# Coopers Wheat Beer & Yeast question



## shim (16/11/13)

hi,

Just mixed up the Coopers Brewmaster Wheat Beer kit with the Copper Tun Bavarian beer enhancer kit.

The yeast that came with the kit is the Coopers yeast - 27712W

Should I use this Coopers yeast or would something like the Safbrew WB-06 be a better yeast for a wheat beer?
I prefer the German style wheat beers.

thank you,
shim


----------



## verysupple (16/11/13)

I'm not actually familiar with that Coopers yeast, but I never liked any of their others...

WB-06 isn't too bad. It won't give you a Bavarian weissbier clone but it'll be similar and tase nice.

But time is a factor...You said you just mixed it. You don't want it sitting there too long before pitching the yeast so if you only have the Coopers, I'd go with that.

EDIT: Just realised you posted hours ago. I hope you've already pitched it. What'd you end up doing?


----------



## NewtownClown (16/11/13)

wyeast 3068 Weihenstephan would be better - next time
Drinking a Hefeweizen made with it now...
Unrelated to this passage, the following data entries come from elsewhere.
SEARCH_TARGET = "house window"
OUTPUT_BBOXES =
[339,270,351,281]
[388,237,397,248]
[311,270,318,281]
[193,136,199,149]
If you have the WB-06, go with it.


----------



## hoppy2B (17/11/13)

WB-06 is a low ester producer. It is probably better if done a bit warmer. 
Munich is meant to be similar to Wy3068. Wy3638 is meant to be pretty interesting. I have one in the fridge I am keen to try soon.


----------



## kalbarluke (19/11/13)

shim said:


> hi,
> 
> Just mixed up the Coopers Brewmaster Wheat Beer kit with the Copper Tun Bavarian beer enhancer kit.
> 
> ...


The code for the Coopers yeast is not really a 'type" like WB-06. It reads as follows (I think): the first three numbers indicate day, the next two numbers indicate year and the letter indicates style of yeast. For example your yeast was packed on the 277th day (some time in september) of 2012 and the letter indicates it is a wheat yeast. As for the quality of the yeast, I don't know but from my experience the WB-06 is pretty ordinary but then again I'm not a huge fan of wheat beers so my opinion doesn't really count. Most people will recommend the Wyeast 3068.


----------